Mastering Cloud Cost Optimization: Frameworks for Success

This is the second article of the blog series, “Mastering Cloud Cost Optimization.”

In this article, we will share the frameworks employed by organizations that were successful with their digital transformation and cloud optimization journey.

The cloud spend optimization initiative (and challenge)

In 2017, RightScale’s (now Flexera) State of the Cloud report listed “Optimizing existing cloud spend” as the top initiative for cloud users (53%) for the first time, replacing the 2016 top initiative of “Moving more workloads to cloud”:

The cost optimization initiative has remained number one in every report since, and in 2020, 73% listed it as their top initiative:

So why do organizations still find cloud cost savings as their top cloud initiative and top challenge? As you probably already know from your own experience, it isn’t as easy as it sounds.

In our previous article, “Mastering Cloud Cost Optimization: The Principles” we covered the main cloud cost optimization challenges and the core principles needed to accomplish a well-architected and continuously optimized cloud environment. Before proceeding, make sure to read it for more details and context.

It’s time for action

For years, organizations attempted to achieve cost optimization by focusing on reporting. This included chargeback reports, long excel spreadsheets and dashboards with pretty charts and graphs.

Sadly, this approach rarely works. Staring at data will not reduce a cloud bill, nor will sending reports back and forth.

To be clear, this is not to minimize the importance of cost visibility and reporting — cost visibility is a critical foundation of any organization’s cloud cost optimization strategy and required to establish the needed accountability, but it is not enough. To optimize a cloud environment, you must act and execute actions — but again, this is easier said than done.

To execute actions, one needs to understand what actions to take, when to take them and what the implications of that action will be beyond just cost savings.

We have seen and talked to organizations that created an internal process to identify, analyze and execute cloud optimization actions. Many admitted the process is time-consuming, cumbersome, manual and not scalable, especially in large cloud environments where their efforts had limited impact.

The solution? Automation — the ability to execute optimization actions without any human intervention. From a technical perspective, automation is not hard, especially in public clouds, which offer well documented and robust APIs. The main two challenges with achieving automated cloud optimization are complexity and trust.

Multidimensional complexities

The complexity refers to the process of generating an accurate and actionable cloud optimization action, such as rightsizing a virtual machine (VM), Platform-as-a-Service (PaaS) or even a container.

For example, to properly resize a single workload, you first need to observe the utilization of its resources across multiple metrics (e.g., CPU, memory, IOPS, network, etc.), including monitoring application performance metrics like response times and transactions. The next step is to analyze all the data and determine the best target instance type/SKU out of a massive, ever-growing catalog of configuration options (and prices) offered by the cloud vendor.
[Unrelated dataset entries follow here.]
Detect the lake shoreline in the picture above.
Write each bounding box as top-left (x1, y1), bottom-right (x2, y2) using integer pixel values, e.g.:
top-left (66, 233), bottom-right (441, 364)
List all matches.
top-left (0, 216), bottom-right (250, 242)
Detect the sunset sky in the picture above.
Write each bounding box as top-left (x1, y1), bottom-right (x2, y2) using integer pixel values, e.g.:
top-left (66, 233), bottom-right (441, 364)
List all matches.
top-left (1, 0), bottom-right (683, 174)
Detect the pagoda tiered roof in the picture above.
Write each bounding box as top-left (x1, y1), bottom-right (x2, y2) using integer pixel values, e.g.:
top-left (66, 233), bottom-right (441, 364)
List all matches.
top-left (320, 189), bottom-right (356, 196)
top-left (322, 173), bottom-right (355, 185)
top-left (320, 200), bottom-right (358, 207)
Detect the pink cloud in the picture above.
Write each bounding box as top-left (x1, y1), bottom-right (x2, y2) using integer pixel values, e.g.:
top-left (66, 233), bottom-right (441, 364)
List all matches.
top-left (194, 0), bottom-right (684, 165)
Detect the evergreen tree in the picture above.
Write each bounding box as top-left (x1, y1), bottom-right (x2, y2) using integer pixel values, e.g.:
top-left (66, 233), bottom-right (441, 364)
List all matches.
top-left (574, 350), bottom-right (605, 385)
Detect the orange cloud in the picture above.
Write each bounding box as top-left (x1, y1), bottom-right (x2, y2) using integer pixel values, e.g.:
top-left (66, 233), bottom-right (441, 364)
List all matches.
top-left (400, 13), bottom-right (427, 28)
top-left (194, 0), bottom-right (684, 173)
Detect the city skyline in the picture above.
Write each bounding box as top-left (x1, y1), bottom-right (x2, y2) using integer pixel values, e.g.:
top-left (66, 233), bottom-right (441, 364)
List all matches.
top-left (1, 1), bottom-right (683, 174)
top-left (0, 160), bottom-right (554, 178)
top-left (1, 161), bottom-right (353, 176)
Then, once the target configuration has been identified, additional constraints must be considered, such as organization policies, OS driver requirements and storage type support. This image illustrates the multiple dimensions that should be considered when scaling a workload:

Then, once the target configuration has been identified, additional constraints must be considered, such as organization policies, OS driver requirements (e.g., NVMe or ENA on AWS) and storage type support (e.g., EBS optimized/Azure Premium LRS). This image illustrates the multiple dimensions that should be considered when scaling a workload:

The journey to automation requires trust

To get organizations to agree to automate actions, you must earn their trust that the actions are accurate, safe and will not hurt the performance of the applications, especially in production.
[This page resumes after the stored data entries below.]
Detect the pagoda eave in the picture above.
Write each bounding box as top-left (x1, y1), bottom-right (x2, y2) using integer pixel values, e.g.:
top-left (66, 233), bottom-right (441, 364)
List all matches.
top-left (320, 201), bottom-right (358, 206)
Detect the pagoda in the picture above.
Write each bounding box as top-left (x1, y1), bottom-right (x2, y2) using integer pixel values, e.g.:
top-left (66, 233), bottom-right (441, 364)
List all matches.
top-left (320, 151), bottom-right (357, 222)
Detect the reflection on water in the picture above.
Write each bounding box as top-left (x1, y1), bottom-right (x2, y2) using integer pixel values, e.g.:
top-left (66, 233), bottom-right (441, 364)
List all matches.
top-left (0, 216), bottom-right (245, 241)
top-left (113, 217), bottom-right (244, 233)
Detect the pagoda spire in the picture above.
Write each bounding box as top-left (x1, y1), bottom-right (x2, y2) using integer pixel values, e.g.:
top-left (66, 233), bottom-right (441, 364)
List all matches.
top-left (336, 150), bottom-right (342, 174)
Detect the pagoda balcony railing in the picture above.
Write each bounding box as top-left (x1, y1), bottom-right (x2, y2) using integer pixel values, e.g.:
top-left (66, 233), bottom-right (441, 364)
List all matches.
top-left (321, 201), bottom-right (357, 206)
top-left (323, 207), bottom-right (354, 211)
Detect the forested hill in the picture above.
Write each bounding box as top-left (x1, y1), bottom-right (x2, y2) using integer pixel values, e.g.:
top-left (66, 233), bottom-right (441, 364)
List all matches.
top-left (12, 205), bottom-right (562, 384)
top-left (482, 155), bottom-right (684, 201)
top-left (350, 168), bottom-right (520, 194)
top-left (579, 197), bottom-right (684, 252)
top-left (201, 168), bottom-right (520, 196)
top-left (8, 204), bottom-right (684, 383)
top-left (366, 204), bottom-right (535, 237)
Trust requires time and a structured approach; it is a journey with multiple stages, and it is closely aligned with the public cloud maturity model:

Start with visibility: The first step is to gain visibility into the entire cloud environment and get a sense of the optimization opportunity at hand. This step includes identifying and aggregating all accounts and subscriptions, understanding the overall spend and the commitments made to the cloud providers and tagging and labeling the different workloads based on their purpose, owner and environment (e.g., prod, test, dev, etc.) This must be done across all subscriptions/accounts.
Tackle the low-hanging fruit first: The first area that we recommend starting with, mainly since it is the path of least resistance, is terminating unused resources like idle, unnecessary VMs, load balancers, public IPs, unattached volumes and old snapshots. A significant amount of savings can be gained in this stage.
Purchase one-year reservations for production: We also recommend that while focusing on non-prod, you should consider purchasing one-year reservations for production. The reason is that optimization takes time — there is no way around it. By purchasing one-year reserved instances or savings plans, you will be able to save 30-40% as you hone your more advanced optimization skills on the non-prod estate. The reason for one-year vs. three-years is that the goal is to build a more sophisticated optimization plan for production during the first year, which will include scaling the production workloads to their optimal size (e.g., rightsizing) and then buying new reservations based on the optimized instance type/SKU.
Implement scheduled suspension: Suspending non-prod workloads after hours can yield instant and rather substantial savings. For example, suspending workloads between 6 PM – 6 AM can reduce compute costs by 50%, and the savings will be even higher if suspending during weekends and holidays.
Execute IaaS scaling in non-prod environments: At this stage, the savings are noticeable, and many teams are eager to find more savings. We recommend leveraging the BU’s motivation and tackling the non-prod environments with scale actions. We created a maturity curve that focuses exclusively on that stage since it is critical for the success of the optimization efforts:
- Start with manual action execution: Review every scale action to validate its accuracy and scrutinize it with a handful of stakeholders from various Business Units (e.g., stakeholders from IT/Cloud Ops, Application Team and finance). Execute the action and validate the impact. Take one step at a time and increase the number of actions executed as the confidence grows.
- Approval workflows: The next step is to implement an approval workflow with your ITSM solution (such as ServiceNow). The optimization scale actions should be routed to the appropriate owner to approve, reject or suggest an adjustment to address elements that were not considered or available when the action was generated. For example, “the suggested instance type is not ideal for this workload since we are planning to double the transactions it will process starting next week.”
- Maintenance/change windows: As for when to execute the scale actions, start by defining a weekly change window where all approved scale actions will be executed. Over time, expand the scope and frequency of the change windows. Many of our customers are using daily change windows to execute scale actions against non-prod. workloads, the mature ones have moved to full real-time automation, which is the goal.
- Purchase reservations for non-prod: After the majority of the long-term non-prod workloads have been optimized to their ideal compute configuration, you can now purchase reservations to obtain additional savings.
- Focus on production: It is time to tackle the production workloads. Leverage all the lessons learned from the non-prod and apply them to the production, following the above steps.
Enable real-time Automation: As mentioned, some of our mature customers have enabled real-time automation. Some were able to do so faster than others since they modernized their applications (more on that in the next section).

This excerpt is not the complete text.